You can also make a diluted solution of mint Dr. Bronner's Castile Soap and water and put it on each individual leaf for spider mites, but this takes a very long time and can hurt Tulasi devi if not done properly. Another approach is beneficial insects, such as lady bugs, mealybug destroyers, lacewings, etc, but these insects are typically specific to certain pests, not to mention expensive. And on top of that, if they are kept in the kind of conditions that Tulasi devi thrives in (very hot and humid), the insects may die. I have personally experienced this problem with ladybugs. Of course these insects may come to help Tulasi devi on their own, in which case they should be encouraged in their service!
This big guy is a mealybug destroyer, the best friend of anyone who takes care of Tulasi devi. As the name suggests, he eats the notoriously hard to get rid of mealy bugs. They are very expensive to buy in my experience, but if you life in California and keep Tulasi devi outside, then a few of these are likely to show up!

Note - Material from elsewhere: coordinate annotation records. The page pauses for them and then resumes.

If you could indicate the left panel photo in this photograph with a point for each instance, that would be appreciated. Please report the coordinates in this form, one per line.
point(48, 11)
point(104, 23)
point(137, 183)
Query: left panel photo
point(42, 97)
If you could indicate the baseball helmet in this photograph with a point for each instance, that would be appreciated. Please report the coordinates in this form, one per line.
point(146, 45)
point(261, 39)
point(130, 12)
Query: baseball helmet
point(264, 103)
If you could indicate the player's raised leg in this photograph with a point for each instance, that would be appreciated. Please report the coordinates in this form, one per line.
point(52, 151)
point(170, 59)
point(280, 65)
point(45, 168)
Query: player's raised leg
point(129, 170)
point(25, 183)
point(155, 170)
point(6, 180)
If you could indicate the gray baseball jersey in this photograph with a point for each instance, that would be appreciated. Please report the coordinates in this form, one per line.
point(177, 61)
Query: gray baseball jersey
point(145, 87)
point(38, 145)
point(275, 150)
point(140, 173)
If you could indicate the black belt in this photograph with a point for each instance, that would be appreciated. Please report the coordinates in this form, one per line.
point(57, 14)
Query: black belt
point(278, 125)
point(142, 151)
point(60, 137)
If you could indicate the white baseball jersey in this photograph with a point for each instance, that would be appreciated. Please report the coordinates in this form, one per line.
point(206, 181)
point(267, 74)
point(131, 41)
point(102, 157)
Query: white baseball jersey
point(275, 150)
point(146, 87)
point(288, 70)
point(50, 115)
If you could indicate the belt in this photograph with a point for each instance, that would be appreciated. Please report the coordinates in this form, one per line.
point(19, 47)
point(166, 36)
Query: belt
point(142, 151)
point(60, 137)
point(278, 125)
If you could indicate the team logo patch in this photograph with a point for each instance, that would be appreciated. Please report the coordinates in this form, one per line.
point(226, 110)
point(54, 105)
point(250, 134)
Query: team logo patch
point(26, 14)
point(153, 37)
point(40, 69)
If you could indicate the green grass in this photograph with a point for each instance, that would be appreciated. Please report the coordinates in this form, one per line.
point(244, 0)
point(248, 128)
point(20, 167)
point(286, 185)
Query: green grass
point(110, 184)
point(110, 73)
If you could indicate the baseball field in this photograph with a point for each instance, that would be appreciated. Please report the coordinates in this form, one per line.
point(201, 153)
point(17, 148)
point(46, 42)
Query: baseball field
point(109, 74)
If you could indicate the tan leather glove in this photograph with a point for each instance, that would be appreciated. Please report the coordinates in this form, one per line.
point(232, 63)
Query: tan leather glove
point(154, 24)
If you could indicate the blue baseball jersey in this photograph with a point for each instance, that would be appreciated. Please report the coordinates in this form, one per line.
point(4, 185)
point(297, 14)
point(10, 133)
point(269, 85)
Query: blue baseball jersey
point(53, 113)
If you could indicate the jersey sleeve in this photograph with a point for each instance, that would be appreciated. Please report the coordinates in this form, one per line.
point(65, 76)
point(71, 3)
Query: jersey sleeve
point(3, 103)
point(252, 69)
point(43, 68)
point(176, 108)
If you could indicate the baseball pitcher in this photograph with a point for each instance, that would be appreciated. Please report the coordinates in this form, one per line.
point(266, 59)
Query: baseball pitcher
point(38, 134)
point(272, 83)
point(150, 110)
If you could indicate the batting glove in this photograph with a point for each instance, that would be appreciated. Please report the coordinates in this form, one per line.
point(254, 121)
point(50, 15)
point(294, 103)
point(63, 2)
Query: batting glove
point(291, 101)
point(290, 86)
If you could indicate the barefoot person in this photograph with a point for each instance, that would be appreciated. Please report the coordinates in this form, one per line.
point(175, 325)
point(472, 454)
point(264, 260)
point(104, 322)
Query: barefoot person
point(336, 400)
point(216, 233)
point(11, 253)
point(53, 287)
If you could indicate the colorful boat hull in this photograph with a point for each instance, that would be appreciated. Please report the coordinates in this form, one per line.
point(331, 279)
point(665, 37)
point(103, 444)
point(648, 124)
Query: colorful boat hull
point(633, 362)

Diatomaceous earth is very good for preventing insects from coming to Tulasi devi. It is a white powder, made of pulverized sea fossils. To a human being, it is completely harmless. However, on the microscopic level it is extremely sharp, like razor blades. When it comes in contact with the outside of an insect, and what to speak of the inside, it wreaks havik. Any and every insect that touches diatomaceous earth will die, from ants, to fungal gnats, to mealybugs, even cockroaches. The disadvantage of diatomaceous earth is that it must be dry to be effective. Therefore, if put on top of the soil, every time Tulasi devi is watered, it would have to be reapplied (after the top of the soil dries of course). The way I have used it is as a defense against ants. I take a little bit of the powder in my fingers and rub it all around Tulasi devi's stem. As long as it is there, the ants will not cross it for anything.
I bought the quart and it has lasted a very long time. 1 quart is 64 tbsp, which means 64 spray bottles full of solution. For the 16 Tulasi plants we have in San Diego, 1.5-2 spray bottles are enough for one application.